Blog posts from Richard Kronick, Ph.D., and other AHRQ leaders
Putting Our Heart into Improving Heart Health
Heart disease is the leading cause of death for men and women in the United States. Every year, 1 in 4 deaths is caused by heart disease. At AHRQ, we partner with health care professionals, policymakers, and the American public to find ways to improve heart health care.
AHRQ is dedicated to making health care safer, higher quality, and more affordable, accessible, and equitable. We accomplish this in three ways—by providing data and measures to help policymakers and health systems know where health care is improving and where more work is needed; by conducting delivery system research to create new evidence about how to improve health and health care; and by developing tools and training to ensure that this evidence is understood and used.
In recognition of American Heart Month, I’d like to highlight a few examples of AHRQ’s contributions to heart health in all three areas.
- It is hard to improve, if you don’t look for gaps—Data and Measures
AHRQ produces the National Quality Report, a comprehensive snapshot of how our health system is performing with a special focus on how we are (and are not) reducing health care disparities. The report documents how we as a nation have made great progress in preventing death from heart attacks. For example, between 2000 and 2012 we cut the number of people who die in the hospital after having a heart attack in half. However, we have more work to do in preventing heart attacks. For instance, almost 50 percent of people with high blood pressure do not have it under control.
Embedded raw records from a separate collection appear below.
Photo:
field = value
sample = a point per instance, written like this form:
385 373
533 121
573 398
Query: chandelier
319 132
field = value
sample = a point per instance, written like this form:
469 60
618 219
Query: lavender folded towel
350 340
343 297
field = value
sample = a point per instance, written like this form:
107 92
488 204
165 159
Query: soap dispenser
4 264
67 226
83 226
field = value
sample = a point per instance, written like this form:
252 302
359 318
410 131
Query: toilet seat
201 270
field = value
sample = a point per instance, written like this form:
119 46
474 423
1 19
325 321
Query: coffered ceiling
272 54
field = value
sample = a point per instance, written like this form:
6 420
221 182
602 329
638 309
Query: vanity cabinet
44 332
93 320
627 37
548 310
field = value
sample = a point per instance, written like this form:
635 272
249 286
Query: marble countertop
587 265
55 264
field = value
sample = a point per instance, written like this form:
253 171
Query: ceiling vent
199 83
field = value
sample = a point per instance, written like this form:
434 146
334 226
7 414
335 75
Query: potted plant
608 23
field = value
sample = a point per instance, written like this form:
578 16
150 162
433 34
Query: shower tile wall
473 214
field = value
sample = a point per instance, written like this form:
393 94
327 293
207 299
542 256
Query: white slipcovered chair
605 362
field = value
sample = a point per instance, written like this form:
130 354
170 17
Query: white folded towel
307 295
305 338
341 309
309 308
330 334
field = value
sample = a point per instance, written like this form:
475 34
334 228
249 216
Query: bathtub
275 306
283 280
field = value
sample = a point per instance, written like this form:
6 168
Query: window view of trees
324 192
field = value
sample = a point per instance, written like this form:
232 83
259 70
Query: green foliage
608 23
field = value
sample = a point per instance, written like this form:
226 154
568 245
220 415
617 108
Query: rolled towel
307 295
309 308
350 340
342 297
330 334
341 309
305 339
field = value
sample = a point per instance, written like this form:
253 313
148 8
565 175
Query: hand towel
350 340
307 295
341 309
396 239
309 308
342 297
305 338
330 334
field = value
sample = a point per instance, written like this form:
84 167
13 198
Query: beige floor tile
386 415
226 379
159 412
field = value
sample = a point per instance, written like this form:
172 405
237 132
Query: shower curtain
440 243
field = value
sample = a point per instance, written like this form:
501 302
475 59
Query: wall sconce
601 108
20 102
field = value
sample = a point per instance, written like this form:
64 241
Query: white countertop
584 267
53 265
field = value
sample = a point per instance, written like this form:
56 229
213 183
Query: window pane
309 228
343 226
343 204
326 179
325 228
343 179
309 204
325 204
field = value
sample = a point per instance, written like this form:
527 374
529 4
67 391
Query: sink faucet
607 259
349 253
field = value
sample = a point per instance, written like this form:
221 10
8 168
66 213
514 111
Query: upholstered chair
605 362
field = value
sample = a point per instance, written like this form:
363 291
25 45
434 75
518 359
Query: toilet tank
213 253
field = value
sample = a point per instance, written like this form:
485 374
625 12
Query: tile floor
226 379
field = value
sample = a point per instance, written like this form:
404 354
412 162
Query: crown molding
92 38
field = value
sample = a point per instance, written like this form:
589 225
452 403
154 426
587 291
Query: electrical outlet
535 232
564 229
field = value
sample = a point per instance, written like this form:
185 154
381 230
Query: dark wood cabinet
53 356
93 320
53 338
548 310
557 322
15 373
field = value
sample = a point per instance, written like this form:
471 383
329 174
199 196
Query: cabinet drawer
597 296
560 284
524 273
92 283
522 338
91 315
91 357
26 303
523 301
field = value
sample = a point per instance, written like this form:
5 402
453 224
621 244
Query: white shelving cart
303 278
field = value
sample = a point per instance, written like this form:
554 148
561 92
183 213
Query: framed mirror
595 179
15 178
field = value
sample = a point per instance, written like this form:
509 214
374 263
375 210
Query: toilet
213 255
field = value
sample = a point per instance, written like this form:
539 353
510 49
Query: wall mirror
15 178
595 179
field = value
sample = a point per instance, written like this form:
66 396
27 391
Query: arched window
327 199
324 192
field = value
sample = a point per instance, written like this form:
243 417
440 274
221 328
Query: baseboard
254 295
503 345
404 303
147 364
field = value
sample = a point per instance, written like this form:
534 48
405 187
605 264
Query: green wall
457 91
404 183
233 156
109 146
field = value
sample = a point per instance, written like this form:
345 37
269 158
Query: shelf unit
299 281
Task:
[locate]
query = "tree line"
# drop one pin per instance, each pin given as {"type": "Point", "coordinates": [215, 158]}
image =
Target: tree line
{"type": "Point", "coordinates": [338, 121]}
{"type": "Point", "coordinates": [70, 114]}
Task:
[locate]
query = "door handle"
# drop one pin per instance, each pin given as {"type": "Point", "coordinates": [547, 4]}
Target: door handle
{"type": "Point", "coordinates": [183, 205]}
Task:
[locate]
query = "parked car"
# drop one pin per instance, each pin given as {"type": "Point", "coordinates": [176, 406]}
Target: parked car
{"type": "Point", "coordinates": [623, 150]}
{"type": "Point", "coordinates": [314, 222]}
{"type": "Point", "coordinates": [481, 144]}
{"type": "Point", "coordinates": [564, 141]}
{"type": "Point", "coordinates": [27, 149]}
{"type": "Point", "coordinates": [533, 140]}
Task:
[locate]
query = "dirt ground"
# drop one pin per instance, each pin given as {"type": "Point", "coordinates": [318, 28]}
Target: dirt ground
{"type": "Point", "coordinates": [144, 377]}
Data like these led to the Department of Health and Human Services to launchMillion Hearts®, a national initiative to prevent one million heart attacks and strokes by 2017.
- Discovering how to improve the health care system--Research
As a research agency with a focus on health service delivery, AHRQ invests in discovering how the health care system works and how it can work better. For example, AHRQ-funded researchers from Wayne State University in Detroit are exploring how to use text messaging to empower African Americans to take control of their high blood pressure. In another example, AHRQ awarded a grant to researchers at the University of Iowa to investigate the best care options for older Americans after a heart attack, with a focus on preventing a second heart attack.
- Translating evidence into practice—Tools and Training
Even though we are a research agency, at AHRQ we know that research results must be put into practice before they can help anyone. That is why one focus of our mission is to ensure that our research is both understood and used by health care professionals and systems. Through AHRQ’s Eisenberg Center, AHRQ produces evidence guides for both clinicians and patients based on the latest available evidence. For example, a recent evidence report for health care professionals examines the effectiveness and safety of newer medications for stroke prevention in people who have atrial fibrillation. Consumer summaries are available on topics such as choosing a high blood pressure medication. AHRQ also provides scientific support to the independent U.S. Preventive Services Task Force, which has published many important recommendations for preventing heart attacks and strokes, including high blood pressure screening and smoking cessation and is currently in the process of developing new recommendations on statin use and aspirin to prevent heart disease .
In support of the national Million Hearts® initiative and to ensure that evidence is understood and used, in 2015, AHRQ launched EvidenceNOW. This 3-year project will work with over 1500 primary care practices across the United States to assist them in using the latest evidence to improve the heart health of the over 8 million people they serve.
During American Heart Month it is good to remember that there are important things we can do as individuals to improve our heart health and reduce our risk for heart disease. In addition to eating a healthy diet and being physically active, we can manage our risk factors by controlling high blood pressure, managing high cholesterol, and quitting smoking. And here at AHRQ we will continue to work throughout the year with data, evidence, tools, and partners to improve the safety and quality of the health care system so that when we need it, the health care system is prepared to care for us and our hearts.